You can turn over cards from your stock three at a time and put them face-up onto your waste pile (the waste pile has no cards at the start of play). Be sure to keep the cards in the same order when you do so. The top card of your waste pile may be played to one of your work piles or to a foundation pile if it fits. If there are only one or two cards left in the stock, place them on the waste pile, and then turn the waste pile over to start a new stock; do not pick up the waste pile and place it underneath so that you can deal three cards.
If it happens that all players are stuck (no further legal moves), or no one wishes to play any more cards, then everyone picks up their waste pile to re-form their stock, and then puts the top card of the stock on the bottom. (This happens frequently in a two-player game and rarely with more players.) If you get stuck but others can still play, you have to wait for everyone else to get stuck (or decide they do not want to make any more moves) before you are allowed to transfer your top stock card to the bottom.
When someone calls "Nerts!" play ends and scoring takes place. Each player (team) scores one point for each of their own cards that they managed to play into the common area. To determine this, the foundation piles have to be sorted out according to the owners of the cards - this is why it is necessary that the decks have different backs. All players except the one who called Nerts then subtract two points for every card left in their Nerts pile when play ended. Thus calling Nerts does not guarantee the highest score, but more often than not it does result in a good score.

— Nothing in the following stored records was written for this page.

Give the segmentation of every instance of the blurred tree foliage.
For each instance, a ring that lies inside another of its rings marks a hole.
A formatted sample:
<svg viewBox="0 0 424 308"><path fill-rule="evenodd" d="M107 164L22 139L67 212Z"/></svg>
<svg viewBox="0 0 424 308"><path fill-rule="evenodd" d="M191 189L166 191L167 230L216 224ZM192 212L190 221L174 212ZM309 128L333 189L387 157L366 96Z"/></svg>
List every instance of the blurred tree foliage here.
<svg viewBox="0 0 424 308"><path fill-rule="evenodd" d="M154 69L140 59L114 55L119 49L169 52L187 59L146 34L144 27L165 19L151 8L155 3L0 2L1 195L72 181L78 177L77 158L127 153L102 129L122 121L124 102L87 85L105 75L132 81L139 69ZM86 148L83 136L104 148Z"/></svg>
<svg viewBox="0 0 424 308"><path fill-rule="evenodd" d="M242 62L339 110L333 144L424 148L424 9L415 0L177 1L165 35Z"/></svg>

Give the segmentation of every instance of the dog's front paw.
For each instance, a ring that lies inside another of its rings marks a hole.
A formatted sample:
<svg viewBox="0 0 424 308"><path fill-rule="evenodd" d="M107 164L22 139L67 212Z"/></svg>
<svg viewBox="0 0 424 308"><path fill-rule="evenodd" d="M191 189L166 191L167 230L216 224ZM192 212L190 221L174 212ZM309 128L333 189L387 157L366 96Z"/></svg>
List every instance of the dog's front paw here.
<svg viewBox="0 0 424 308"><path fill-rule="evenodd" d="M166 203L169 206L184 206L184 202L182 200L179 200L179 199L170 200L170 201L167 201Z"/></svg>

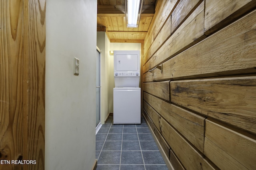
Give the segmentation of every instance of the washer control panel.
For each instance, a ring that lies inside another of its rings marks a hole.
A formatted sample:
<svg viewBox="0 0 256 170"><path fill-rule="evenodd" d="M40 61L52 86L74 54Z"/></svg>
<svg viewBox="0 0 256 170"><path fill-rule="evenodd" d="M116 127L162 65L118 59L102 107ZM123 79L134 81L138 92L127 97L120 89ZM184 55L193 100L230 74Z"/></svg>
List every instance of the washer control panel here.
<svg viewBox="0 0 256 170"><path fill-rule="evenodd" d="M140 76L140 72L132 71L114 72L114 76L118 77L137 77Z"/></svg>

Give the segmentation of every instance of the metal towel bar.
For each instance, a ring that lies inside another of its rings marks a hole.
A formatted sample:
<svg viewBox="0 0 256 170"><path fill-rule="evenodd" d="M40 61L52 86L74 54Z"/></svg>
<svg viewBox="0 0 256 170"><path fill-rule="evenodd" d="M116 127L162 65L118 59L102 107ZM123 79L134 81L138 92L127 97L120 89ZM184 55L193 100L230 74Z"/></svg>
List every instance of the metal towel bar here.
<svg viewBox="0 0 256 170"><path fill-rule="evenodd" d="M152 72L153 70L154 70L156 68L158 68L158 69L159 69L159 70L161 70L161 72L162 72L162 68L163 68L163 64L161 64L161 65L159 65L158 66L156 66L155 67L154 67L154 68L152 68L152 69L149 70L148 70L148 71L149 72L151 72L151 73L153 73L153 72Z"/></svg>

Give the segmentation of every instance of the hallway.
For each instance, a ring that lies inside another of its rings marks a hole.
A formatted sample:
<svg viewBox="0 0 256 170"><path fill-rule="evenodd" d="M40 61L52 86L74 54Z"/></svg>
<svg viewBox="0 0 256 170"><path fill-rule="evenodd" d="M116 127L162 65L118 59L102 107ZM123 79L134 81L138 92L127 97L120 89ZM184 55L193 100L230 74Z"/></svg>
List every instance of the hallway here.
<svg viewBox="0 0 256 170"><path fill-rule="evenodd" d="M96 135L97 170L168 170L144 118L140 125L114 125L109 117Z"/></svg>

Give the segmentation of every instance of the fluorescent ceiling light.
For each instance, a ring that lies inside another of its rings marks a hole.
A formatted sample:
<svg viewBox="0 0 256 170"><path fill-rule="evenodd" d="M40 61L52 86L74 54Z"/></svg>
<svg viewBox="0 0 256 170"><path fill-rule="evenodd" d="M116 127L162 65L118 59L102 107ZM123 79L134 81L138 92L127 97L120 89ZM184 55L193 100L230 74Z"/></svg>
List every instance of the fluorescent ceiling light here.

If all players get so stuck that no card in their stock will play, play stops and the score is calculated as usual. In this case everyone will have to subtract two points for each card that is left in their Nerts pile.
Further deals are played until one or more player's scores reach or pass an agreed target score (usually 100). At this point the player with the highest score wins from each other player in proportion to the difference between their scores.